Rachel Donadio and Cara Buckley, New York Times

Her death was confirmed by her sister, Sylviane Akerman, and by Nicola Mazzanti, the director of the Royal Belgian Film Archive, which had worked closely with Ms. Akerman over the years and restored her films. “‘Jeanne Dielman’ is a film that created, overnight, a new way of making films, a new way of telling stories, a new way of telling time,” Mr. Mazzanti said. “There are filmmakers who are good, filmmakers who are great, filmmakers who are in film history. And then there are a few filmmakers who change film history.”

Alison Willmore, BuzzFeed

She rarely tried to make conventional work, aside from her 1996 Juliette Binoche and William Hurt rom-com “A Couch in New York.” Her movies were challenging not just to watch but to contend with. Like all great filmmakers, she seemed to be inventing a new language of cinema as she went along, and it was one that was intrinsically and sometimes contentiously feminine.

Matt Brennan, Thompson on Hollywood

Though her legacy is inextricably linked to “Jeanne Dielman,” perhaps one of the three or four most important feminist texts ever produced in the medium, it was Akerman’s versatility that seems most impressive in retrospect. Who but a chameleonic, endlessly curious artist would be cited as an influence by the likes of Todd Haynes, Sally Potter, Michael Haneke, Gus Van Sant, and Tsai Ming-liang? Who but an eclectic, flexible auteur could direct a loose trilogy of documentaries in the 1990s and early 2000s (“From the East,” “South,” “From the Other Side”), only to pause in the midst of it to adapt Proust (“The Captive”)?

David Jenkins, Guardian

Maybe it is disingenuous to celebrate these solitary moments and not the tremendous body of work at large? But Akerman understood that an unflagging dedication to minutiae – finding a focus, then focusing some more – fuelled her profound postulations about life, love, people, relationships, the whole bit. She was, absolutely no question, one of the greatest film-makers who ever lived. And the light that shines outside of Jeanne’s window is a symbol of Akerman’s work, a reminder that someone looked at the world – and also saw it.

Ignatiy Vishnevetsky, A.V. Club

Frequently imitated and referenced, but never equaled, Akerman’s breakthrough remains the big screen’s definitive study of how the everyday mundane can mount into a sense of doom, and one of its most original exercises in space and time. Often characterized as a minimalist, Akerman was fascinated with long takes, sparse spaces (hotel rooms being a favorite), and meaningful repetition. That, however, doesn’t really encompass the scope of the filmmaker’s work, which ranged from documentaries to fiction features with stars and from adaptations of Joseph Conrad (“Alamayer’s Folly”) and Marcel Proust (“The Captive”) to a pastel-toned musical set in a shopping mall (“Golden Eighties”).

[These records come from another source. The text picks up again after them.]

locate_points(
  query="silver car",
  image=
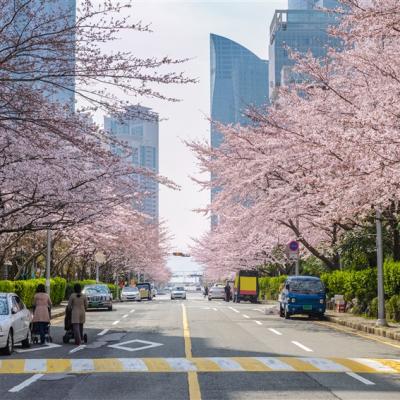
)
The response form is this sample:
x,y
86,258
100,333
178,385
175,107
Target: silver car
x,y
130,293
178,292
15,323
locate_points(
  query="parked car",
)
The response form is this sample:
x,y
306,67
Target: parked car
x,y
216,292
145,290
130,293
302,295
15,323
178,292
99,296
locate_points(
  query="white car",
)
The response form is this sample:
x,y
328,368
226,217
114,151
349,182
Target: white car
x,y
130,293
15,323
178,292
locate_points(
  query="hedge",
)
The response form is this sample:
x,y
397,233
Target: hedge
x,y
270,286
26,289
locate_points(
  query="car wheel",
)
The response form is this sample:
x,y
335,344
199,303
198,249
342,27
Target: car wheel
x,y
10,344
26,343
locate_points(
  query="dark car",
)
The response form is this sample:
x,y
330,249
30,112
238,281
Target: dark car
x,y
99,296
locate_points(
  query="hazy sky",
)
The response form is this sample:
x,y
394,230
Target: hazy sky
x,y
181,29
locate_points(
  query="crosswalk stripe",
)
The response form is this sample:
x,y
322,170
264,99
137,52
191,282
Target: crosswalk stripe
x,y
200,364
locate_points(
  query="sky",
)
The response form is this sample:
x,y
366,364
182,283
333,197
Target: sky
x,y
181,29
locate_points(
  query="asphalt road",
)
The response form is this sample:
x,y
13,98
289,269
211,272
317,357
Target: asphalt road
x,y
196,349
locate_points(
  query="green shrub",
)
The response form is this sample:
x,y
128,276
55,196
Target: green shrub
x,y
26,289
393,308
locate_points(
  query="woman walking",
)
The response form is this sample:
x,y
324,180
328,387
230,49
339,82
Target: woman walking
x,y
41,311
77,304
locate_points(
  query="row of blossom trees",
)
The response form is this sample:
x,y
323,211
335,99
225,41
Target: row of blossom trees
x,y
316,162
56,169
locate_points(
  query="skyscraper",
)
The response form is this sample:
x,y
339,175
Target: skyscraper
x,y
138,129
239,79
301,28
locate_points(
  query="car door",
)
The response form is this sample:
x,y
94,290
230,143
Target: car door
x,y
17,318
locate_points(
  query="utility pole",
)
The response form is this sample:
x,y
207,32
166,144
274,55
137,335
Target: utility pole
x,y
379,253
48,261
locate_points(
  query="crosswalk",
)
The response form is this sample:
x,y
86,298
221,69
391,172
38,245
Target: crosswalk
x,y
200,364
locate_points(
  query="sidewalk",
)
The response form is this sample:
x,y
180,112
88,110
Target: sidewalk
x,y
364,325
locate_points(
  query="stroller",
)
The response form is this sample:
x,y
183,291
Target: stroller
x,y
69,332
35,332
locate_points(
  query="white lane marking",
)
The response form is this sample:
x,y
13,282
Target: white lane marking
x,y
360,378
275,331
374,364
275,364
226,364
133,364
26,383
181,364
147,345
79,348
324,364
45,347
305,348
82,365
35,365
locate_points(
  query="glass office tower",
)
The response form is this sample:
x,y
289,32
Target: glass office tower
x,y
138,128
301,30
239,79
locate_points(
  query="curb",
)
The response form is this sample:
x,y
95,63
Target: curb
x,y
367,328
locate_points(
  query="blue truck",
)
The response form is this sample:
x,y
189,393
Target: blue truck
x,y
302,295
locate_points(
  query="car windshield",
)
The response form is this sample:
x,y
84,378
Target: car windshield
x,y
96,289
3,306
306,286
130,289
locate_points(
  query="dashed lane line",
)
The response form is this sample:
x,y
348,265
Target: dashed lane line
x,y
275,331
25,383
298,344
200,364
360,378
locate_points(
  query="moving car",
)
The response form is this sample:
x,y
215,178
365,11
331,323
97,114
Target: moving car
x,y
302,295
15,323
99,296
145,290
130,293
246,286
178,292
216,292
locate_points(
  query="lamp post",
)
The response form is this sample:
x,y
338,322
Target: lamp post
x,y
379,254
48,261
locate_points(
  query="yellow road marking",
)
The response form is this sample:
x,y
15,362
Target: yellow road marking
x,y
193,379
347,329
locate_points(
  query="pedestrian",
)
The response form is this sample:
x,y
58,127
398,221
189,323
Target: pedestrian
x,y
41,311
78,304
227,292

Howard Rodman (via Facebook)

Before I got paid by studios to write ‘real’ films, Chantal hired me to work with her on an idea she had, about a Russian émigré cab driver in Brighton Beach. We worked together in Paris, and then in a borrowed anonymous apartment on New York’s upper east side. Chantal was complex, driven, generous, impish, demanding, brilliant. I’ve never learned so much in so short a time.

I was aware that something was happening that was one of life’s rare gifts: as a very new screenwriter I was apprenticing to a master. I have never forgotten how fortunate I was. And how much of everything I’ve done since, and lived since, I owe to Chantal. I hope she has found rest and peace. And I hope the world understands what many of us do, that her films are among the most poised, beautiful, disturbing, important works of our time.